Another Insult From Verizon

SOLD: Western Electric antique wallmount telephone
I almost deleted the email as probable spam, but then I actually read it:

Thank you for being a loyal Verizon customer. At Verizon, we are committed to bring you the best suite of products and the most current capabilities, while providing the value and quality of service that you expect. From time to time, we must make changes to our product offering to meet these goals. Beginning May 6, 2012, we will no longer offer High Speed Internet without local voice service on the same account.

Let me get this straight — to reward my loyalty, and as part of their commitment to bringing me the value I expect, Verizon has decided that if I ever move and want to retain their DSL service I must also pay them every month for a landline phone that I don’t want and can’t use? I think “ridiculous” is among the nicer words I can use to describe that scenario. And even if I had enough use for a land line to get one, it surely wouldn’t be their outrageously overpriced service, it would be something like magicJack Plus which offers effectively the same thing for a tiny fraction of the price.

I guess I’m not the only one who refuses to overpay for a land line, and I suspect the problem here is that Verizon executives have clumsily responded to minimal demand for this overpriced service by holding the services people actually do want hostage.
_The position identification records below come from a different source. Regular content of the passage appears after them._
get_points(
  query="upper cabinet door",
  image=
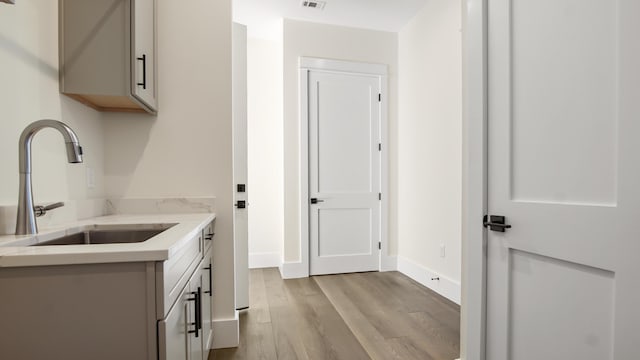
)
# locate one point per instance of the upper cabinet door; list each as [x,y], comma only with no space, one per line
[143,50]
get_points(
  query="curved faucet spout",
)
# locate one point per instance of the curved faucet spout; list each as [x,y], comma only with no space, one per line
[26,223]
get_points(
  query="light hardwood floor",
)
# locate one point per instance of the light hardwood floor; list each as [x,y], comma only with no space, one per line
[350,316]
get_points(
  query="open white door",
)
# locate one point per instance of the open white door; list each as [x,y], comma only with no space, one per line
[564,168]
[240,215]
[344,172]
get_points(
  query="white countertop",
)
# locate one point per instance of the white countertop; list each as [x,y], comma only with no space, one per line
[15,250]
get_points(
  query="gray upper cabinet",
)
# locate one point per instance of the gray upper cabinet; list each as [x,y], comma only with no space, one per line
[108,54]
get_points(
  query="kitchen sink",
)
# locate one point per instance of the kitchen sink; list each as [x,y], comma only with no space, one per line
[109,234]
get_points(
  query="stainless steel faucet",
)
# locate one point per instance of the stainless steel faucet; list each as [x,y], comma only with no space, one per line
[26,223]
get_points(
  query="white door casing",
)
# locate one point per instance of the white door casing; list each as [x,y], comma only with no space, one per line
[344,165]
[563,168]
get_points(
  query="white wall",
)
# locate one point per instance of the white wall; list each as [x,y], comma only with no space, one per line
[28,92]
[265,156]
[429,148]
[332,42]
[186,150]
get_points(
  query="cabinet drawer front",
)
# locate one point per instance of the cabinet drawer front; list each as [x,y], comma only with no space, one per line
[174,274]
[208,234]
[172,332]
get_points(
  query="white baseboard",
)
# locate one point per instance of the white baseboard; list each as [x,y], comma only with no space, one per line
[294,270]
[226,333]
[388,263]
[445,286]
[264,260]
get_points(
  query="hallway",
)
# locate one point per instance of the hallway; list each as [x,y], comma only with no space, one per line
[352,316]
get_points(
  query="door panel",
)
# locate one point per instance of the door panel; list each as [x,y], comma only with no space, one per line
[563,169]
[344,135]
[344,232]
[568,94]
[344,172]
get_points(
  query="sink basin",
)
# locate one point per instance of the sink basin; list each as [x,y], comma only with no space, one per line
[109,234]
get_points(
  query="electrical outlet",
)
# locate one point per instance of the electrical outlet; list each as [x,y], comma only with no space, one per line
[91,178]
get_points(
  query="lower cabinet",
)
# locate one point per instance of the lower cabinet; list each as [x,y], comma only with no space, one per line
[187,331]
[207,299]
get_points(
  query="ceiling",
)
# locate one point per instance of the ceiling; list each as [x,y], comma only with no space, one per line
[264,17]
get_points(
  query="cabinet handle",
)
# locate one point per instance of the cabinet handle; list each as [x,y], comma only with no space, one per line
[144,71]
[210,292]
[199,309]
[196,299]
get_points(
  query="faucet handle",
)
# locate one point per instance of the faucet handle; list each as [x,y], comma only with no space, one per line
[41,210]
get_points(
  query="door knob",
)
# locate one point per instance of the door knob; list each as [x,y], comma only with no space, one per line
[495,223]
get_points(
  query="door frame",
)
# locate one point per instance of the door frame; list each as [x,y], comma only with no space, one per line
[474,191]
[305,65]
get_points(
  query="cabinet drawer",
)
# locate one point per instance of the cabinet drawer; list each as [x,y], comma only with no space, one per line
[208,234]
[173,274]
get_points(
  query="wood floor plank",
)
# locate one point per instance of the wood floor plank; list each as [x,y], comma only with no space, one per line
[287,339]
[258,297]
[384,316]
[370,338]
[324,332]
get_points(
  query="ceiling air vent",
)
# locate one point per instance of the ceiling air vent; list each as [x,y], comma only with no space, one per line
[314,4]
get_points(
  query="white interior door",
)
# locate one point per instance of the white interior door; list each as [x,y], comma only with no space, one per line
[240,172]
[564,168]
[344,172]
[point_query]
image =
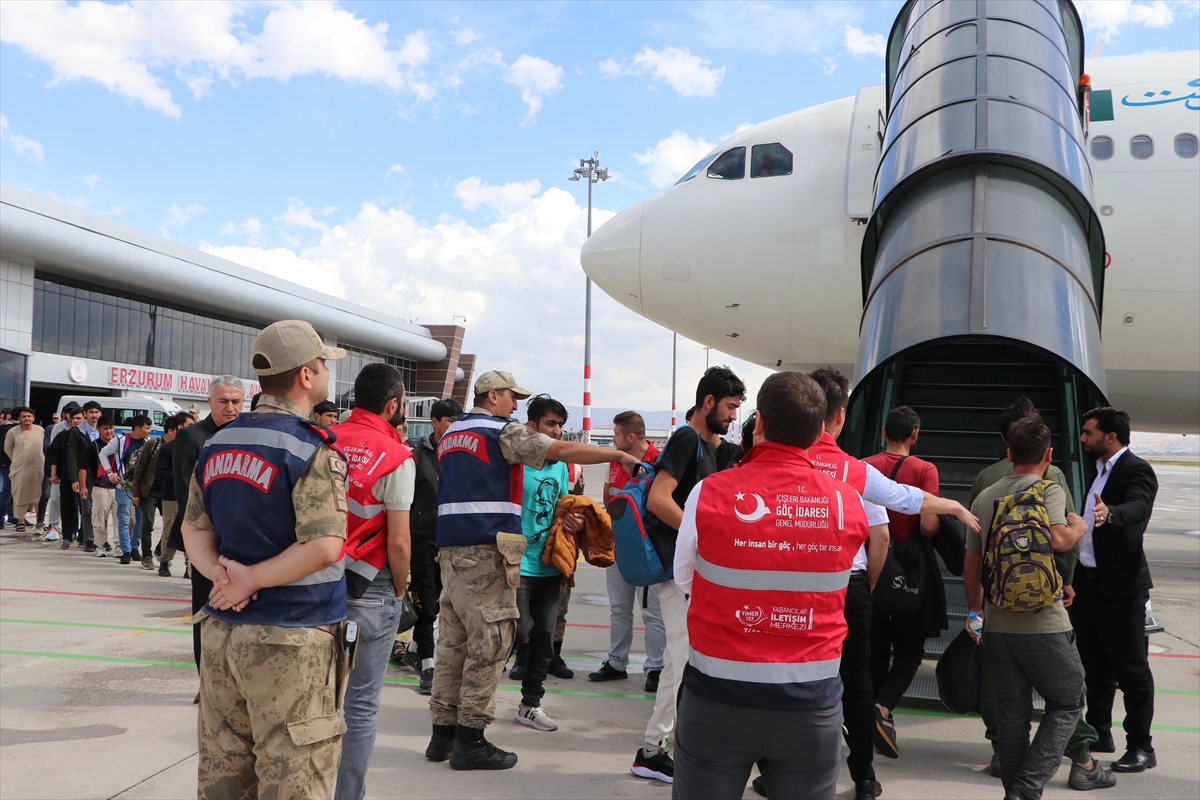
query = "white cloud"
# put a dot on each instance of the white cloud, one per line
(25, 148)
(126, 46)
(688, 74)
(178, 216)
(466, 36)
(862, 44)
(535, 78)
(1108, 17)
(671, 157)
(516, 276)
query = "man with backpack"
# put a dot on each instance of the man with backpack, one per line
(688, 458)
(1027, 637)
(629, 435)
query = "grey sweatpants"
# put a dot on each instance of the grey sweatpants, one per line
(1017, 663)
(797, 752)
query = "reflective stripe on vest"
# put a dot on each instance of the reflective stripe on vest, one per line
(775, 541)
(479, 492)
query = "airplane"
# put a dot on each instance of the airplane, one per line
(766, 265)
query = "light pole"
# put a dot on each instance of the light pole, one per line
(589, 170)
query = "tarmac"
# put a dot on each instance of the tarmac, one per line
(96, 687)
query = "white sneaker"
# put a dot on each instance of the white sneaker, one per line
(535, 717)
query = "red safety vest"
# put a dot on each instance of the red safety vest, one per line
(775, 541)
(831, 459)
(372, 449)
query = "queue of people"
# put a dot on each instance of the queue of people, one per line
(311, 542)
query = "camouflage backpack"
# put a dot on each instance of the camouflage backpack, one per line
(1020, 554)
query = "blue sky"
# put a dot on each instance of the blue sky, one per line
(413, 156)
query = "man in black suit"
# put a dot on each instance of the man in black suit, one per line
(226, 396)
(1111, 588)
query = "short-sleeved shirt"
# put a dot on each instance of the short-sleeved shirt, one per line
(318, 497)
(396, 489)
(913, 471)
(617, 474)
(1051, 619)
(543, 487)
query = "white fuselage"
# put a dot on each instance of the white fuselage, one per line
(768, 270)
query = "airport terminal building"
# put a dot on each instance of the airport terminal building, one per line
(89, 306)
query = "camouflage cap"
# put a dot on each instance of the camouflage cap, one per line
(496, 379)
(291, 343)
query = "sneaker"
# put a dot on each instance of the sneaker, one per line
(1093, 779)
(481, 755)
(658, 767)
(886, 735)
(607, 672)
(535, 717)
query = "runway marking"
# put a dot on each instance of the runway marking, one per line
(79, 656)
(513, 687)
(88, 594)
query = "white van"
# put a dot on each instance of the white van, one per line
(123, 409)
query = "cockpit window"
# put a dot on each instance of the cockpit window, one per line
(1141, 146)
(695, 170)
(1102, 148)
(731, 166)
(771, 160)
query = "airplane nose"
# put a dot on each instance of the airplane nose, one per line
(612, 257)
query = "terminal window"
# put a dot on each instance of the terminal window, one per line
(89, 322)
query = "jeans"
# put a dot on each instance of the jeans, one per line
(124, 507)
(377, 614)
(622, 599)
(898, 645)
(1020, 662)
(538, 603)
(858, 696)
(717, 745)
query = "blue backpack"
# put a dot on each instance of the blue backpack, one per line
(636, 558)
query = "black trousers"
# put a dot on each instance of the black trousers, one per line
(1111, 641)
(717, 745)
(898, 644)
(426, 585)
(538, 603)
(858, 696)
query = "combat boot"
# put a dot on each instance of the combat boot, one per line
(442, 744)
(521, 662)
(473, 752)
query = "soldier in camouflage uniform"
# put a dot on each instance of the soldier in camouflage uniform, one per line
(265, 521)
(481, 459)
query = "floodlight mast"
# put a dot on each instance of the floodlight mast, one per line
(589, 169)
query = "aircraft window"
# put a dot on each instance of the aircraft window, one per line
(1141, 146)
(731, 166)
(771, 160)
(1102, 148)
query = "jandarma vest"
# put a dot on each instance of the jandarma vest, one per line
(775, 543)
(247, 470)
(373, 449)
(831, 459)
(479, 493)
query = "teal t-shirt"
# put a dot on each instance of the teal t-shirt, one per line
(543, 487)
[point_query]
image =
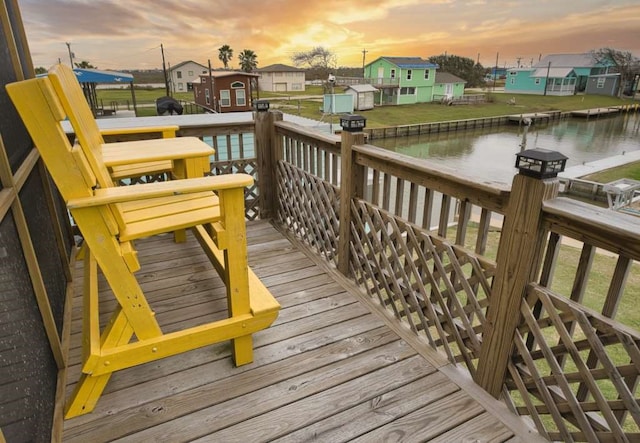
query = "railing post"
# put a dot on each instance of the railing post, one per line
(266, 155)
(518, 263)
(348, 187)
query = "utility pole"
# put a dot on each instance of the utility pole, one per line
(164, 70)
(70, 53)
(364, 54)
(495, 73)
(546, 80)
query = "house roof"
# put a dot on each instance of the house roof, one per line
(409, 62)
(445, 77)
(97, 76)
(184, 63)
(568, 61)
(219, 74)
(362, 88)
(552, 72)
(279, 67)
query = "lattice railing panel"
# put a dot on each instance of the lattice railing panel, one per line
(308, 206)
(574, 371)
(439, 290)
(251, 194)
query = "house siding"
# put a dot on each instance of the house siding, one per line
(424, 88)
(219, 84)
(521, 82)
(183, 75)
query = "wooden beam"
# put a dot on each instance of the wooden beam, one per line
(518, 262)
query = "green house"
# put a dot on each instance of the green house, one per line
(555, 74)
(448, 86)
(402, 80)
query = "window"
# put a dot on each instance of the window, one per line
(241, 99)
(225, 98)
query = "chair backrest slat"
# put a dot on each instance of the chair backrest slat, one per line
(77, 109)
(42, 112)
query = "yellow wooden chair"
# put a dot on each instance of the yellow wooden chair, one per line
(110, 218)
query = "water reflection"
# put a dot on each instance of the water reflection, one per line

I don’t think that will work, and it surely won’t work on me. I’m grandfathered in, apparently, and hopefully that means as long as I stay at this address. But in a few years we’ll move, and if this policy is still in play at that time, that will be the last straw that finally pushes us to a different Internet service provider.

I wish all these telecommunications companies and other media companies would get it that people want a single telecommunications connection that’s reliable and fairly priced, and they want to use that single pipe as the conduit for all the other applications, whether voice, TV, or other, that they can then get from a competitive marketplace. Perhaps it’s because the few large companies in the telecommuncations space are a cartel supported by municipal guarantees of monopoly that they’re so slow to adapt to what their customers actually want, or perhaps they realize in an efficient system, they can’t compete, but whatever the reason, the end of companies like Verizon thinking that customers can be coerced like this is long overdue.